Yaklaşık iki aydır her gün “türban tüzüğü”ne karşı eylem yapan sendikalar Erdoğan’ın geldiği 3 Mayıs’ta ortadan kayboldu, 7 Mayıs’ta ortaya çıktı…
3 Mayıs’ta “İRADE BİZDE” diyerek pankart açan 3-5 Kıbrıslının polisten gördüğü şiddeti 7 Mayıs’ta protesto eden sendikalar İŞGAL REJİMİNİN ŞİDDETİNİN ORTAĞIDIR.
Haftalarca eylem yapacaksınız. “Eylem”in içini boşaltacaksınız. Kitleleri eylemlerde yıpratacaksınız. Bir gün “Go home” deyip ertesi gün “Ayşe başımızın tacı” deyceksiniz. Sadece medyada görünür olma peşinde koşacaksınız. Esas eylem yapılması gereken Erdoğan’ın geldiği gün de kitleleri evlere kapatacaksınız.
Sonra da 3 Mayıs’ta sendikaların yapmadığı eylemi yapan 3-5 Kıbrıslının uğradığı şiddeti mi eleştiriyorsunuz?

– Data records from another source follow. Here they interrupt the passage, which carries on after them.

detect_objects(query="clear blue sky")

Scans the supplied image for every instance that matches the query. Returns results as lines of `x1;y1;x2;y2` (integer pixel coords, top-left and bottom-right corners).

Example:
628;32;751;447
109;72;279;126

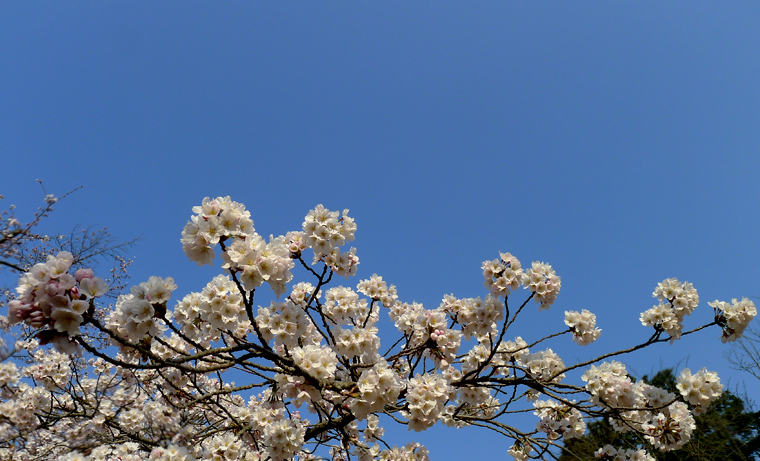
0;1;760;460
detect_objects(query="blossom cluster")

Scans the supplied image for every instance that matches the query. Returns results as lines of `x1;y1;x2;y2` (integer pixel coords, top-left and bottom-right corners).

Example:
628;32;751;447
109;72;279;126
0;197;756;461
565;309;602;346
402;373;453;431
172;275;251;344
8;251;108;352
707;298;757;343
582;361;723;451
596;445;655;461
640;278;699;340
533;400;586;440
676;368;723;414
106;276;177;343
347;359;404;421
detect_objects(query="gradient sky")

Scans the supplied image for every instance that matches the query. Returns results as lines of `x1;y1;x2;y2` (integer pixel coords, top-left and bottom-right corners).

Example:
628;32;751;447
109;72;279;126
0;1;760;460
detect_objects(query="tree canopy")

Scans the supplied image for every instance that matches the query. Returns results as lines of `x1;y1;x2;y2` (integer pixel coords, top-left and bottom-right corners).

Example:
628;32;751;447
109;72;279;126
559;369;760;461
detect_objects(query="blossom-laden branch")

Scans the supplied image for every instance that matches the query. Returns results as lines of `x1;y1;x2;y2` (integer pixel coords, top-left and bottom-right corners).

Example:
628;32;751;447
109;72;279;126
0;197;757;461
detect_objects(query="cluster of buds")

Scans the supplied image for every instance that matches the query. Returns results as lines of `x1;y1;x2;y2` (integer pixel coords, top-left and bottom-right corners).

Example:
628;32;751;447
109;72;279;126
8;251;108;353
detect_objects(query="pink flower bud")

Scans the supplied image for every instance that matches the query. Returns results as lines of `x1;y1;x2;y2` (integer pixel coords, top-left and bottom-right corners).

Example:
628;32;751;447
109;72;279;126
74;269;95;282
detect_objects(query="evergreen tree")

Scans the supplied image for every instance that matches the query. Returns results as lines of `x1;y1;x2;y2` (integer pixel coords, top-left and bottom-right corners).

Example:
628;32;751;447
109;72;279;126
559;369;760;461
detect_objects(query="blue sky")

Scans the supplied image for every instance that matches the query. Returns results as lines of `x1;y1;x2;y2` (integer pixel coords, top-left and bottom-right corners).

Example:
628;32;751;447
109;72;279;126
0;1;760;460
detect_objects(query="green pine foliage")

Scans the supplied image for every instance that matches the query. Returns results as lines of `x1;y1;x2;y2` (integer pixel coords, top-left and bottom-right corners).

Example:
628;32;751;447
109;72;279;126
559;369;760;461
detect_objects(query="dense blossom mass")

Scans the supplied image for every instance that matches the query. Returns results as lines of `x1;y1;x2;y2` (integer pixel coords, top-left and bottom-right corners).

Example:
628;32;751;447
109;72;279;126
0;197;757;461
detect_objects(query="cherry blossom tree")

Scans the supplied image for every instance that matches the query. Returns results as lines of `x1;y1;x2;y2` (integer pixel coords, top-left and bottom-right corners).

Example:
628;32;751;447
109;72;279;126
0;197;757;461
0;180;136;359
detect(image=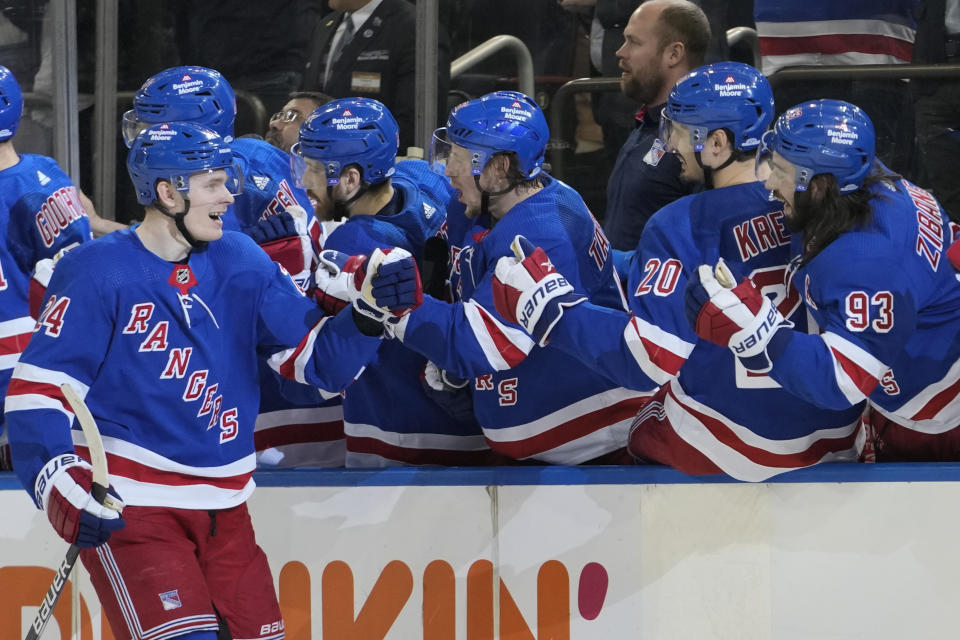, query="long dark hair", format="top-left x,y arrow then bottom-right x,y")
794,162 -> 901,265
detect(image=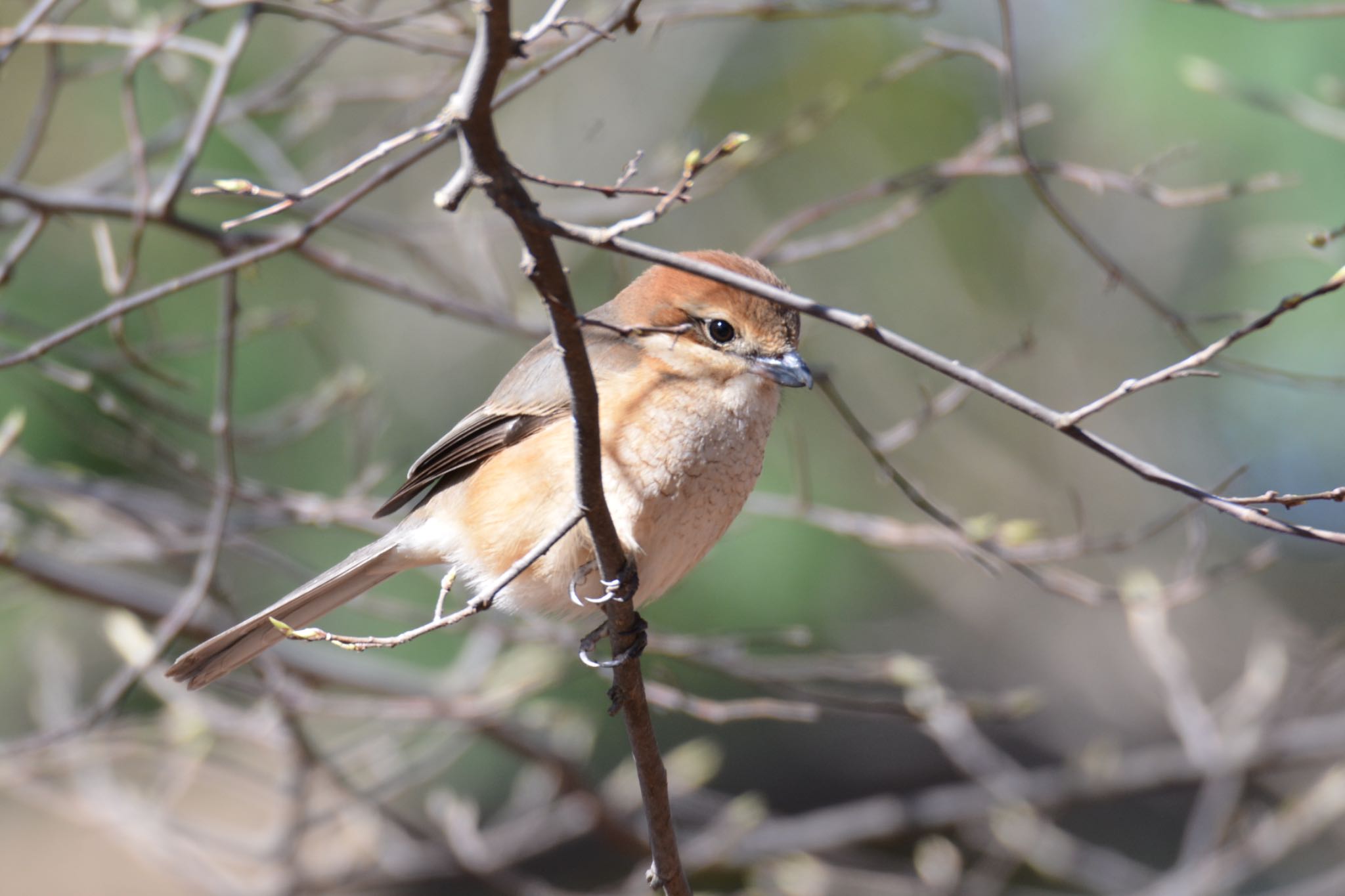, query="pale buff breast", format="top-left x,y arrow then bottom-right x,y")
406,365 -> 779,615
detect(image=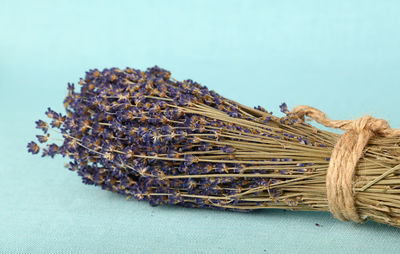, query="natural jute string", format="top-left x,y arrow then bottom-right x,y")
292,106 -> 400,222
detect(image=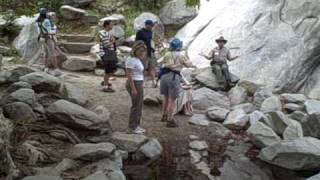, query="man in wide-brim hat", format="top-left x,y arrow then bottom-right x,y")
201,36 -> 238,88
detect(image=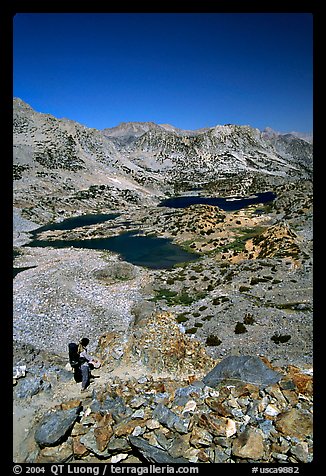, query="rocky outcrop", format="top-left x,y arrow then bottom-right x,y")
15,356 -> 313,464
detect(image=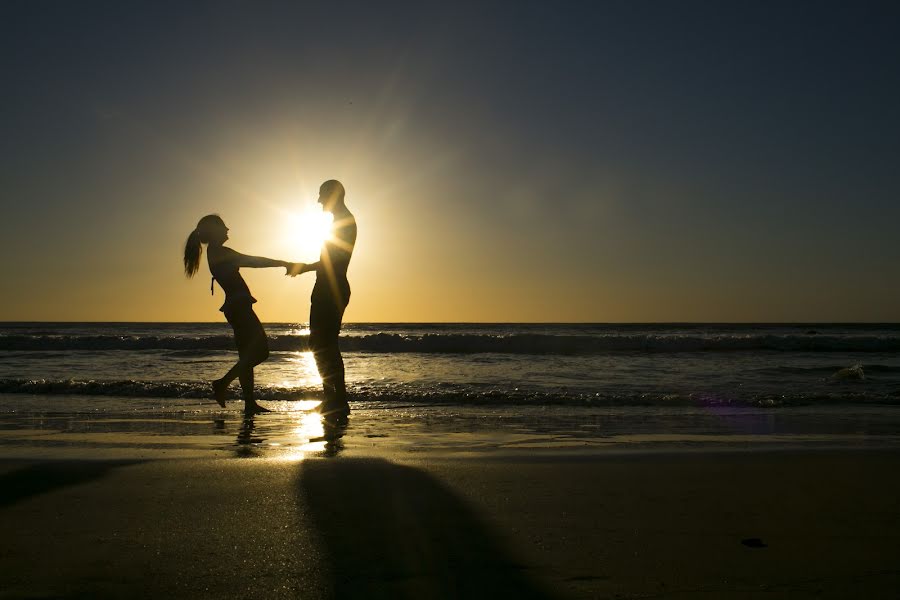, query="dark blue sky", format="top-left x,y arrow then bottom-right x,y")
0,2 -> 900,321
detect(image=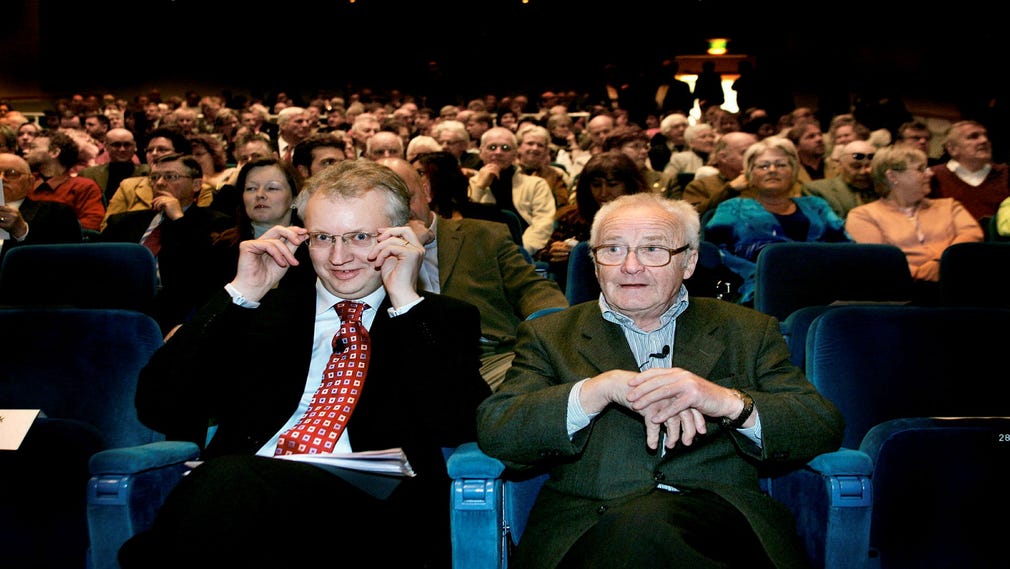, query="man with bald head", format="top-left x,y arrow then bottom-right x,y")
675,131 -> 758,215
802,140 -> 880,219
377,158 -> 568,389
0,153 -> 81,259
80,128 -> 148,206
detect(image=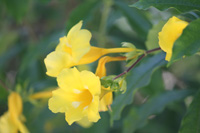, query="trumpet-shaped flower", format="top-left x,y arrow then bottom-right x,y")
49,67 -> 101,125
44,21 -> 133,77
0,92 -> 29,133
95,56 -> 126,111
158,17 -> 188,61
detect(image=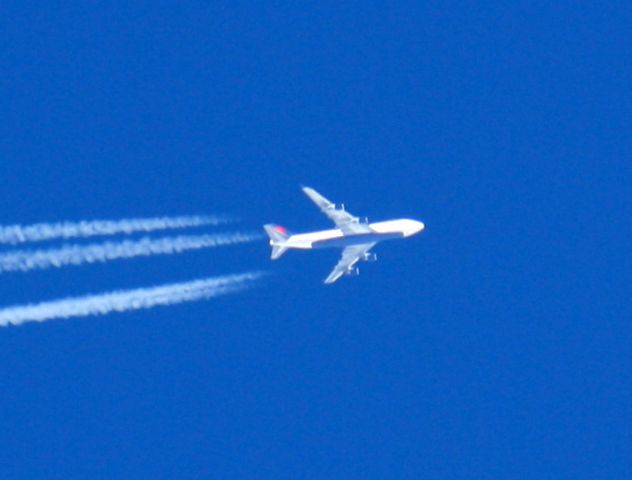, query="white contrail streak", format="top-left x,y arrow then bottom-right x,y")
0,233 -> 262,272
0,272 -> 264,326
0,215 -> 232,244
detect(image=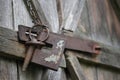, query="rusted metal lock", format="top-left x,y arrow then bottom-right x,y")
18,25 -> 101,70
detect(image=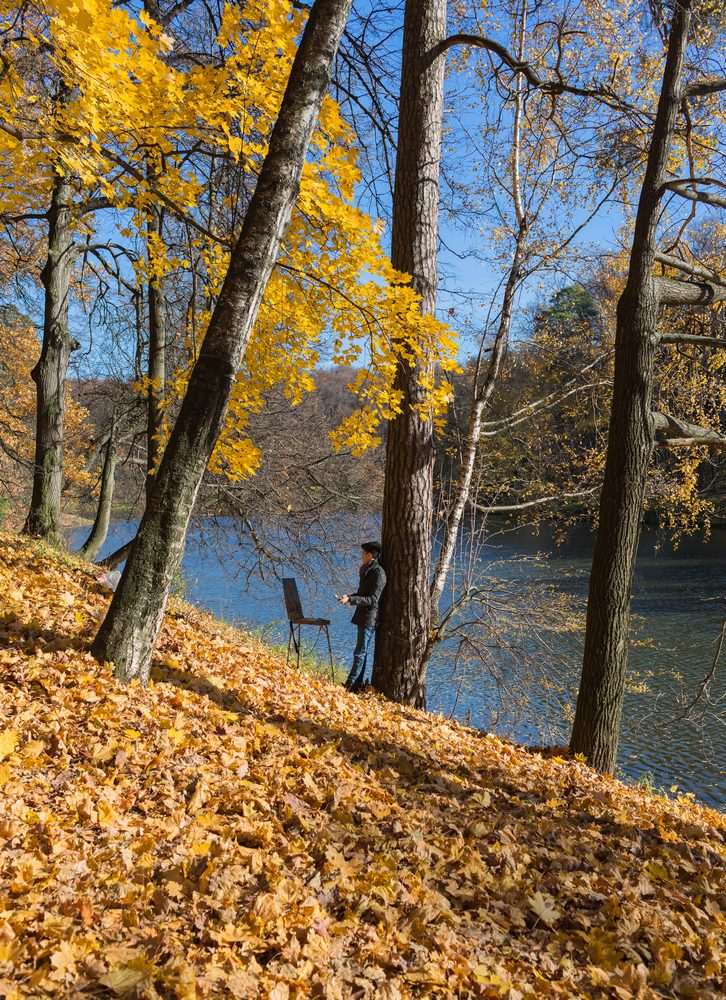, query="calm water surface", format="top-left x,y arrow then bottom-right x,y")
71,522 -> 726,808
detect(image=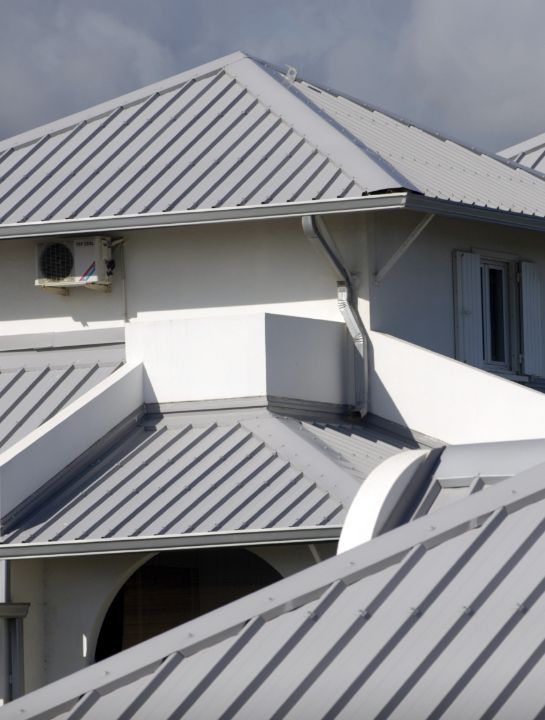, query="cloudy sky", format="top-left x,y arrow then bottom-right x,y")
0,0 -> 545,150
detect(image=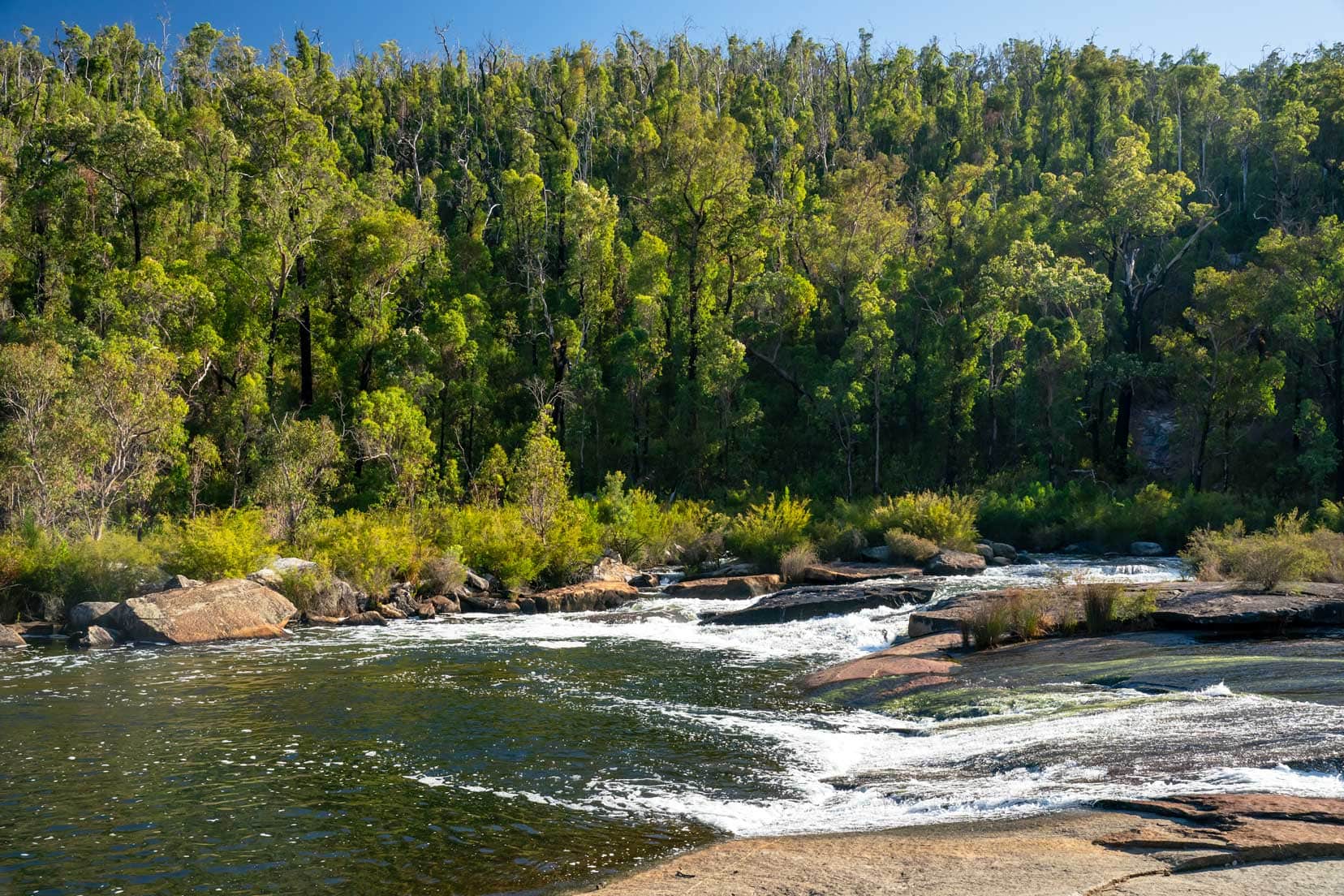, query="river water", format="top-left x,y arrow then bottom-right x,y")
0,559 -> 1344,896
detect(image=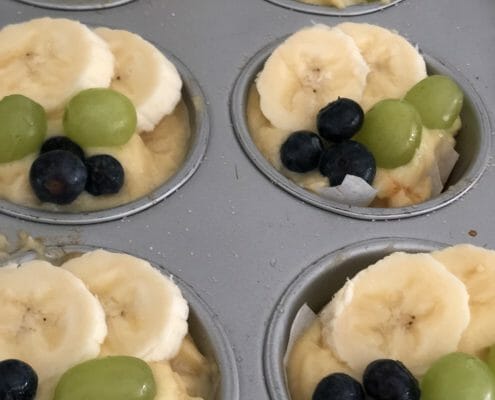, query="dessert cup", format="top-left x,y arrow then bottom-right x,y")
17,0 -> 134,11
0,49 -> 209,224
267,0 -> 402,17
230,38 -> 491,220
263,237 -> 447,400
2,246 -> 239,400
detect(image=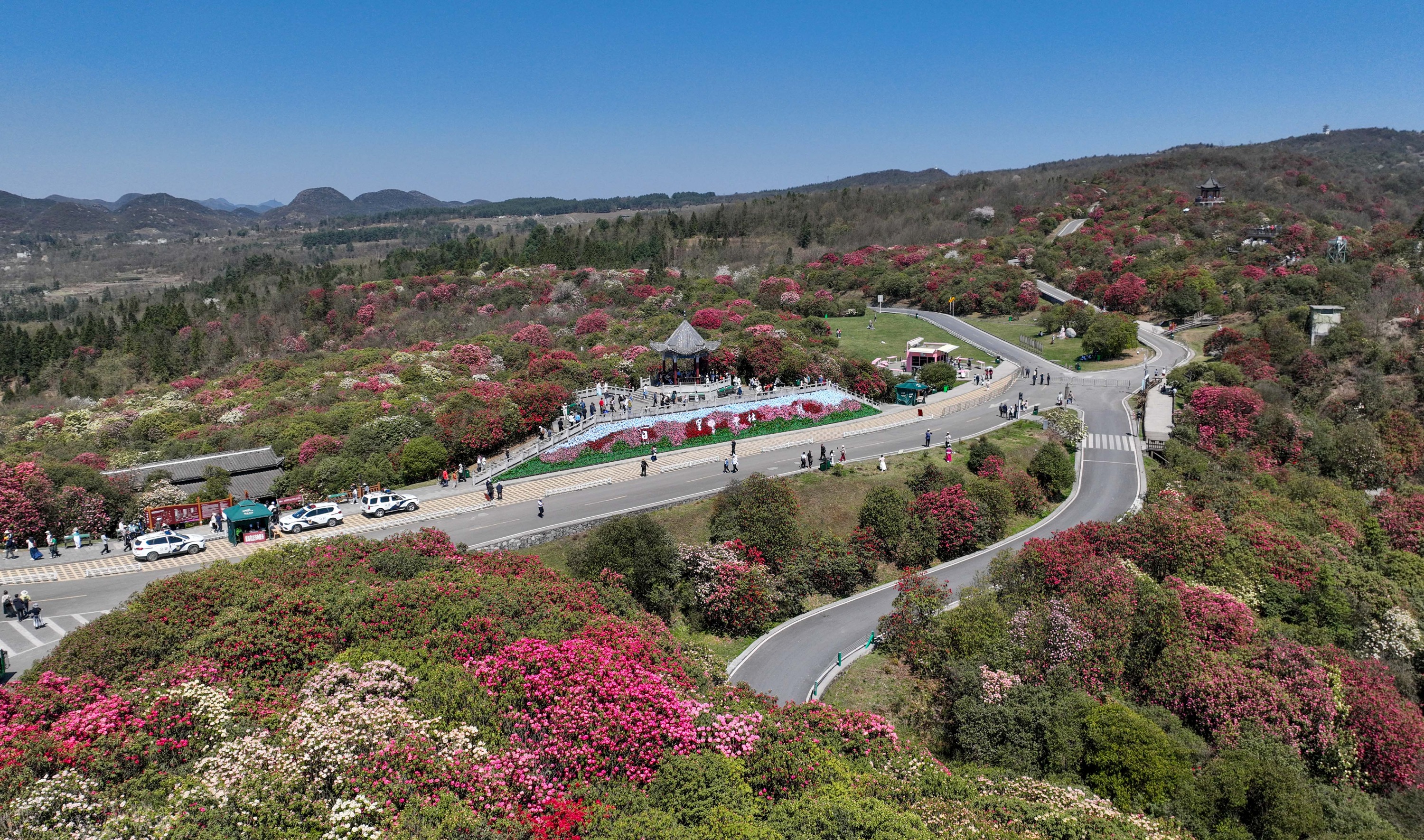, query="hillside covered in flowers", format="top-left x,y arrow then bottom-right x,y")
0,531 -> 1182,840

-Sendikalar şiddetin ortamını kendi eliyle yarattı, direnişi kendi eliyle yalnızlaştırdı.
3 Mayıs’ta sokakta binler olsaydı farklı bir manzara olacaktı…
***
Erdoğan “marjinal” diyor Kıbrıs’ın işgal bölgesindeki sendikalara…
“Sendikalar” olmasa Kıbrıs’ta işgal rejimi bu kadar rahat yönetemez-di 50 senedir!
“Sessiz Lorke” sırasında cebine para sıkıştırılan orkestrasıdır sendikalar.
-Al bu parayı da sessiz çal, Abuzer usta!
Sendikalar 3 Mayıs’a kadar sokakta göbek atıp sonra 7 Mayıs’ta ortaya çıkarak tek bir şeyi kabul ettiler:
-Yaptıkları her şey göstermelik, yani “Sessiz Lorke”!
***
-Komutanlık emriyle Lorke yasaklanmıştır!
Davul sessiz, darbuka sessiz, zurna sessiz, keman sessiz…
Çünkü para sıkıştırdı düğün sahibi “irade”nin cebine!